Nakor shrugged. ‘Who knows? It just did. Pug, you told me when you found Macros this last time, he had begun to merge with Sarig. Was he Macros or was he Sarig?’
‘Both for a short while, but he was still mostly Macros.’
‘I wish I could ask him, “As you were merging, did you lose your sense of being Macros?” ‘ For a moment Nakor looked genuinely regretful, but then his grin returned as he said, ‘I think it safe to say that the more you become one with a god, the less you stay you.’
‘Then I understand,’ said Dominic.
‘What?’ asked Miranda.
‘What this madman is driving at.’ The old Abbot put his finger to his head. ‘Mind. The spirit of the gods, the “everything” he talks about as “stuff.” If everything was occurring at once, before this creation, then everything was everything. No differentiation.’
‘Yes!’ said Nakor, delighted at the Abbot’s observations. ‘So, for reasons we will never know, the totality of creation acted to differentiate itself. This “birth” of the universe was a means for the universe . . .’ The Abbot’s eyes widened. ‘It was the universe attempting to become conscious!’
Tomas’s eyes narrowed. ‘I don’t follow. Humans are conscious, as are other intelligent races, and the gods are conscious, but the universe is . . . it is, that’s all.’
‘No,’ said Nakor. ‘Why humans? Why other thinking creatures?’
‘I don’t know,’ said Pug.
Nakor’s expression turned serious. ‘Because becoming mortal is the means by which the universe, this “stuff” I talk about, becomes self-conscious, self-aware. Each life is the universe’s experiment, and each of us brings back knowledge to the universe when we die. Macros attempted to become one with a god, and learned that the further you get from mortality, the further you stray from that self-consciousness. Lesser Gods are more detached from “self ” than mortals; Greater Gods even more so, I wager.’
Dominic nodded. ‘The Tear of the Gods allows the Order to communicate with the Greater Gods. It is a very difficult task. We rarely attempt it, and when we do, often the communications are incomprehensible.’ The old Abbot sighed. ‘The Tear is a valuable gift, for it lets us work the magic that proves to those who serve us that Ishap is still living, so we can worship and work toward his return, but the nature of the gods, even that one we worship, is far beyond our ability to know.’
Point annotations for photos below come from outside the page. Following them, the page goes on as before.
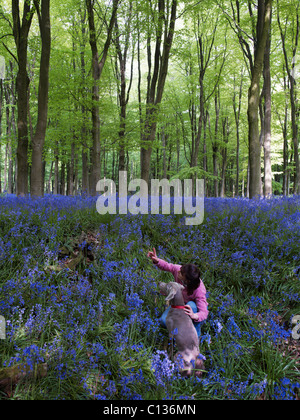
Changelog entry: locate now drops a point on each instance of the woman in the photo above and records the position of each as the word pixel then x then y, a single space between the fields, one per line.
pixel 194 293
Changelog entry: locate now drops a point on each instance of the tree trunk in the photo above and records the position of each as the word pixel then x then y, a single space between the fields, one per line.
pixel 293 96
pixel 267 120
pixel 97 67
pixel 156 85
pixel 20 32
pixel 263 19
pixel 38 141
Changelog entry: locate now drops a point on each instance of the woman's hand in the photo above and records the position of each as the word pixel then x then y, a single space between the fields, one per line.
pixel 153 256
pixel 189 311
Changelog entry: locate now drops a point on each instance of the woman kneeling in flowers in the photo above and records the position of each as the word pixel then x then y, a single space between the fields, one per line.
pixel 194 293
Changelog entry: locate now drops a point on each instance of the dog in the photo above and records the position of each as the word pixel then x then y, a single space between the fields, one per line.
pixel 181 328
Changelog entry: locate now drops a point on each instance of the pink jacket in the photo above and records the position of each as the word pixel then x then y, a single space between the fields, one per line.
pixel 198 296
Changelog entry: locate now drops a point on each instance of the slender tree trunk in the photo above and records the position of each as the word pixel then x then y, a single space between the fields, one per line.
pixel 263 24
pixel 293 95
pixel 267 120
pixel 97 67
pixel 20 32
pixel 237 114
pixel 38 141
pixel 158 79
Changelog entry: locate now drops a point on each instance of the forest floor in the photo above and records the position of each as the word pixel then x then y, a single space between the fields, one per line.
pixel 80 300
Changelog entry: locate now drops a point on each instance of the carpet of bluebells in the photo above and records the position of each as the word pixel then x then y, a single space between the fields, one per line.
pixel 95 327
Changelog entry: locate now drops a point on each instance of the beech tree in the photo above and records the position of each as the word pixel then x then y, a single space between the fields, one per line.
pixel 38 140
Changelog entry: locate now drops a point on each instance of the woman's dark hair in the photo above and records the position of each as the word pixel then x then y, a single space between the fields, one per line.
pixel 192 274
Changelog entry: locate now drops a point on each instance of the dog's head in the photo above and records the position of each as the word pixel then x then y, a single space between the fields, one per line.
pixel 170 289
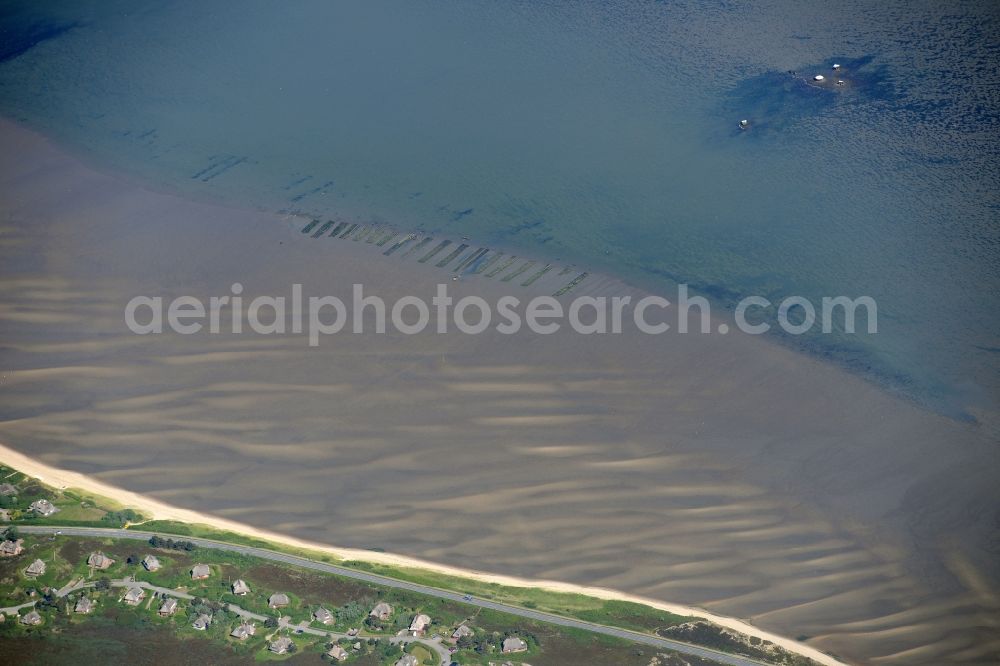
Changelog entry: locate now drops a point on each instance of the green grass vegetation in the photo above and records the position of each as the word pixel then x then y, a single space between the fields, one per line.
pixel 309 590
pixel 119 627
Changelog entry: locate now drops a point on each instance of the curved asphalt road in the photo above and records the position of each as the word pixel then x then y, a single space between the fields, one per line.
pixel 263 553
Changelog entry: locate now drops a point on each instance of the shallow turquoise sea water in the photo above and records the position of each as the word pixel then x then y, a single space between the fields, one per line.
pixel 598 132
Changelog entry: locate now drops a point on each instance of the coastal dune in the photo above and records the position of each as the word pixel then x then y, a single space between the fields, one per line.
pixel 724 473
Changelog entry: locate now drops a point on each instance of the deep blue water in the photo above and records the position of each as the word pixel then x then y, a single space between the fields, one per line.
pixel 600 132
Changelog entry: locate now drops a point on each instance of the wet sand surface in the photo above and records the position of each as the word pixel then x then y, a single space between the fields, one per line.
pixel 718 471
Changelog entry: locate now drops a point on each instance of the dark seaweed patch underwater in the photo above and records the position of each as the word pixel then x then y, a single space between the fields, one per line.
pixel 776 101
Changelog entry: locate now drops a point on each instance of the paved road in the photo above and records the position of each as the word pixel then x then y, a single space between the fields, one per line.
pixel 263 553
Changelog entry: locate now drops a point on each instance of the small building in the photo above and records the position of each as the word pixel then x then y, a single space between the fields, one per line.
pixel 134 596
pixel 408 660
pixel 382 611
pixel 168 607
pixel 420 624
pixel 278 600
pixel 243 631
pixel 43 508
pixel 463 630
pixel 11 548
pixel 36 568
pixel 338 653
pixel 99 561
pixel 514 644
pixel 31 619
pixel 280 645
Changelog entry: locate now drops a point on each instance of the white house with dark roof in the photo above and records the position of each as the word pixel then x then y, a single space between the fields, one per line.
pixel 514 644
pixel 382 611
pixel 43 508
pixel 168 607
pixel 11 548
pixel 408 660
pixel 36 568
pixel 419 624
pixel 99 561
pixel 463 630
pixel 31 619
pixel 278 600
pixel 280 645
pixel 338 653
pixel 134 596
pixel 243 631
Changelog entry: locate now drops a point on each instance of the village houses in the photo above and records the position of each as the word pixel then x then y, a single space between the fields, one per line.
pixel 99 561
pixel 43 508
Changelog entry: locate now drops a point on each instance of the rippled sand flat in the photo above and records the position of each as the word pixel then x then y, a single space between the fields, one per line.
pixel 719 471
Nakor laughed. ‘Very well, now if this universe was born the day Macros, Pug, and Tomas were watching, what does that say about the universe?’
‘I don’t know,’ admitted Pug.
‘It’s a baby,’ said Nakor.
Pug laughed. He couldn’t help himself. ‘The universe is several billion years old, by my calculations.’
Nakor shrugged. ‘That may be a two-year-old universe for all we know. What if it is?’
‘What’s the point?’ said Miranda.
Tomas said, ‘Yes. While all this is fascinating, we still have some problems to solve.’
Nakor said, ‘True, but the more we know about what it is we’re involved with, the more we have a chance of solving those problems.’